An Increase in Addicts
Taken together, the introduction of the word addiction with both the increase from seven to 11 of the possible criteria and the decrease from three to two in the required number to meet a diagnosis will have one already-certain result: More of us will be “addicts” than ever before. The implications of this fact, however, are anything but certain.
Thomas Babor, an expert in psychiatric epidemiology at the University of Connecticut and an editor of the international journal Addiction, told The Fix, “If [the DSM-5] is published as currently proposed, you’re likely to see an explosion or an epidemic of addiction in the United States which is attributable to the fact that instead of three symptoms out of the current seven, you how have to have two symptoms out of eleven. The chances of getting a diagnosis are going to be much greater, which is artificially going to inflate the statistics even further. It could be an embarrassment.”
Moreover, by redefining substance abuse as addiction, the “mild” substance abuser will become the “mild” addict. Babor worries that this will make it harder to screen for people who might have harmful use of alcohol or drugs but who are not yet addicts. “If we take away that category,” he says, “we may lose our ability to bill for [alcohol screening], it may reverse a lot of the progress we’ve made in identifying risky drinking.”
Psychiatrists vs. Addictionists
Prof. Babor pointed out to The Fix that there does not seem to be any underlying theoretical continuity to the eleven proposed criteria for addiction, only statistical correlations. The DSM-IV worked on a theoretical model of dependence that the new version will fold into the new category of addiction. But critics like Babor fear that without a solid theoretical unity for the revisions in the DSM-5, treatment professionals will be less able to diagnose addiction and explain that diagnosis.

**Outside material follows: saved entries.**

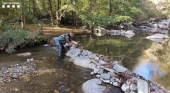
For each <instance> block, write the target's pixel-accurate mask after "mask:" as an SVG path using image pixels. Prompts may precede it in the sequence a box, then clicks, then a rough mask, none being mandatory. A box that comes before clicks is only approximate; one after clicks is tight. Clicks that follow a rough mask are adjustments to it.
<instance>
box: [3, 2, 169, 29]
mask: <svg viewBox="0 0 170 93" xmlns="http://www.w3.org/2000/svg"><path fill="white" fill-rule="evenodd" d="M6 1H7V0H2V1H0V2H1V3H3V2H6ZM8 2H14V0H8ZM15 2H19V3H20V4H21V8H20V9H16V8H15V9H13V8H9V9H8V8H5V9H3V8H1V9H0V11H1V12H0V14H1V16H0V18H1V20H2V22H16V21H17V19H18V20H20V17H21V16H23V18H22V20H20V21H24V22H26V23H38V22H39V20H43V19H44V20H45V18H46V19H47V20H50V22H51V24H52V25H60V24H64V23H65V24H72V25H77V24H79V23H81V22H82V21H83V22H87V23H88V24H89V25H90V26H94V27H95V26H104V25H106V24H108V23H109V24H112V23H117V22H122V21H144V20H148V19H149V18H151V17H155V18H157V19H160V18H165V17H167V16H168V15H169V13H170V9H169V8H170V6H169V3H170V1H169V0H165V1H164V0H162V2H161V3H159V4H158V5H155V4H154V3H153V2H152V0H15ZM157 6H164V7H163V8H162V9H157V8H156V7H157ZM163 10H168V11H166V12H162V11H163Z"/></svg>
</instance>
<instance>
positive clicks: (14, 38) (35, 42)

Last week’s announcement of the ASAM definition of addiction provided a stark contrast to this supposed DSM deficiency. The ASAM definition defines all addiction as fundamentally the same, regardless of the behavior or substance one is addicted to. Moreover, the ASAM clearly outlined the neurological “circuits” that produce addiction.
However, the DSM committee has resisted this strictly biological approach, partly because they need to create a standardized set of criteria to diagnose addiction that can be used by all treatment professionals in their practice—symptoms observable without using a brain scan.